Knowles Lecture
James K. Knowles Lectures and Caltech Solid Mechanics Symposium
Friday, January 24, 2014
Lees-Kubota Auditorium, 101 Guggenheim
The 5th annual James K. Knowles Lecture and Caltech Solid Mechanics Symposium will be held on Friday, January 24, 2014, in the Lees-Kubota Auditorium. The James K. Knowles Lecture by Pierre M. Suquet, National Center for Scientific Research in Marseille, will be followed by the Solid Mechanics Symposium with presentations by current Caltech graduate students and postdocs.
The Lecture and Symposium are in memory of James K. Knowles, William J. Keenan, Jr. Professor of Applied Mechanics, Emeritus, who passed away on November 1, 2009. He is well known for his research contributions to the theory of nonlinear elasticity and the mathematical theories of materials and structures. Dr. Knowles inspired and influenced generations of students and scholars and authored over one hundred journal publications, as well as a textbook for graduate students entitled Linear Vector Spaces and Cartesian Tensors (Oxford University Press).
The Lecture and Symposium will be held annually and are made possible by the Division of Engineering and Applied Science and the support of family, friends and colleagues through donations to the James K. Knowles Memorial Fund.
James K. Knowles Lecture
Pierre M. Suquet, Senior Researcher, National Center for Scientific Research in Marseille
Model Reduction in Multiscale Problems Focusing on Polar Ice
Solid materials are, by nature or by construction, multiscale objects. Polycrystalline polar ice is a typical example of such a material with many different scales and will be used to motivate this talk. Understanding the interplay between features at different scales is a challenging intellectual problem, one of those that Jim Knowles would certainly have encouraged young researchers to address, most probably opening the way himself. In many cases it also sheds light on specific aspects of material behavior. Unfortunately, the truth is that there exists no rigorous scale-decoupling in nonlinear problems and the practical answer to such problems involves approximations which are often contradicted by experimental evidence.

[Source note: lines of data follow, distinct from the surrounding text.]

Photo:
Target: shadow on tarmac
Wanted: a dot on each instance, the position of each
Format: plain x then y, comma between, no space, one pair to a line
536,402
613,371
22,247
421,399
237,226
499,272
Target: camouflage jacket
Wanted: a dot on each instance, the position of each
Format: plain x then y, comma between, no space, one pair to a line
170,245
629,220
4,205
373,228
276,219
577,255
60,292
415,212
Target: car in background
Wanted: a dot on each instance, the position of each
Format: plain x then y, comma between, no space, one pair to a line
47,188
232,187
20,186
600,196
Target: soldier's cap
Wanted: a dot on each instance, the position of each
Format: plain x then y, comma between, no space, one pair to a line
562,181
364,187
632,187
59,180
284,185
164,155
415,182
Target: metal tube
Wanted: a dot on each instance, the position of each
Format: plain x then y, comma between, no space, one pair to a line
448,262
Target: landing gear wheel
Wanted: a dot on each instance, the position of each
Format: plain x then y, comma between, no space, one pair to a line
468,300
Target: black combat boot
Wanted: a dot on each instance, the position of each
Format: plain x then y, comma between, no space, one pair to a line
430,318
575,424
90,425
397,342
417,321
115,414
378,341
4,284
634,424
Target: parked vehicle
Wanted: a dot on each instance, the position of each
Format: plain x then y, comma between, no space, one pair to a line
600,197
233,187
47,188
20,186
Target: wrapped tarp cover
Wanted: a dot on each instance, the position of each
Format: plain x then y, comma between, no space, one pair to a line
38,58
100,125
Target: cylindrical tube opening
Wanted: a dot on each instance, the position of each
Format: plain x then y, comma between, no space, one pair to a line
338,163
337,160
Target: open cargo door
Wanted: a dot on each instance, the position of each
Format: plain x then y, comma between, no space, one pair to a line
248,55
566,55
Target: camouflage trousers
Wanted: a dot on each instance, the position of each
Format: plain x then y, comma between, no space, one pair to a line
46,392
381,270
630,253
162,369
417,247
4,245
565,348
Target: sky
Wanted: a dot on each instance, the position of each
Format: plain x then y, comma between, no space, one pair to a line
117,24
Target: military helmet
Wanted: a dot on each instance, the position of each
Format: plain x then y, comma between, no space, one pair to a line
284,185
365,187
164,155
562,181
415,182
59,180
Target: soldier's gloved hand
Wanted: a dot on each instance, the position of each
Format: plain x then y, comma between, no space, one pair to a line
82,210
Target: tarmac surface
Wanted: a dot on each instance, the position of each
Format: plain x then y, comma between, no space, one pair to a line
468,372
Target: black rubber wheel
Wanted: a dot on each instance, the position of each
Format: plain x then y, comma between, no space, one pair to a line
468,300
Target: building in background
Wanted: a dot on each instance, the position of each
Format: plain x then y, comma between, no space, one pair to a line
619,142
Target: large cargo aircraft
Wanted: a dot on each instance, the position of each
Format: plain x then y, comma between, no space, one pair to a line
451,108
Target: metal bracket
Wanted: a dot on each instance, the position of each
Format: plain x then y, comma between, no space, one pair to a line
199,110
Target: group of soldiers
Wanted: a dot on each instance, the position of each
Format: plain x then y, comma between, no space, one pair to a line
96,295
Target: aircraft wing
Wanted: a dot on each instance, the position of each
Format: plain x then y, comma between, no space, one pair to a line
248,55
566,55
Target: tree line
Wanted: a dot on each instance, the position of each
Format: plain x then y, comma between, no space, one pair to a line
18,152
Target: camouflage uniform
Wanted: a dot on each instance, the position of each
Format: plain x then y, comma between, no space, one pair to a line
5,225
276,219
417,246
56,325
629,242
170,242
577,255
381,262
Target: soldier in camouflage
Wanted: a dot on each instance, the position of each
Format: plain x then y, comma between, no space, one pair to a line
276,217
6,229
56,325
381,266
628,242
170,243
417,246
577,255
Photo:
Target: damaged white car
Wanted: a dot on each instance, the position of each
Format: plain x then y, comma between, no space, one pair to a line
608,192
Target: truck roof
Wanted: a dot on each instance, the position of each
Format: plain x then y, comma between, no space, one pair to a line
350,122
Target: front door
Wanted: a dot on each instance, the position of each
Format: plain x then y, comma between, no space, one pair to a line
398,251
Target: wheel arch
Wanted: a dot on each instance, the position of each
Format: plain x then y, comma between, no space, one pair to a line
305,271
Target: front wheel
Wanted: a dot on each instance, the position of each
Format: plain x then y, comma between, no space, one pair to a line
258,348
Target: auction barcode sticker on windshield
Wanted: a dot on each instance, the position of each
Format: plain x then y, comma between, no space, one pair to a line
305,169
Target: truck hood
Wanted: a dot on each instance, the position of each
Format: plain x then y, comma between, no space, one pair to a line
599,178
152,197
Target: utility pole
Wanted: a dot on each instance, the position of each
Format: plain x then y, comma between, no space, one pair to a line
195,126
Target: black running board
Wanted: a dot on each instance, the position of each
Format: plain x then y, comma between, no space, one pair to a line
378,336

This talk will survey some recent improvements to these approximations, accounting for instance for field fluctuations in mean-field theories, or using model-reduction techniques inspired by observations made possible by recent progress in experimental techniques or numerical simulations.
Pierre M. Suquet has been a Senior Researcher at the National Center for Scientific Research in Marseille since 1988. He received his BS in Mathematics from the Ecole Normale Supérieure and his PhD in Mechanics from the University Pierre et Marie Curie, both in Paris, before becoming Professor at Montpellier University in 1983. He has also taught at the Ecole Polytechnique in Paris from 1986 to 2008. His research is in the field of theoretical solid mechanics where he is interested in the formulation of constitutive relations for solid materials when several scales interact, especially in composite materials and polycrystals. His work covers mathematical analyses of elastoplasticity, homogenization and bounding techniques for nonlinear composites, spectral methods for micromechanical problems, ductile failure of materials.
He is a member of the French Academy of Sciences since 2004, was awarded the 2006 Koiter medal from the ASME and is on the editorial or advisory board of 5 international scientific journals. He is chair of the French National Committee for Mechanics and will serve, as of January 2014, as Secretary General of Euromech.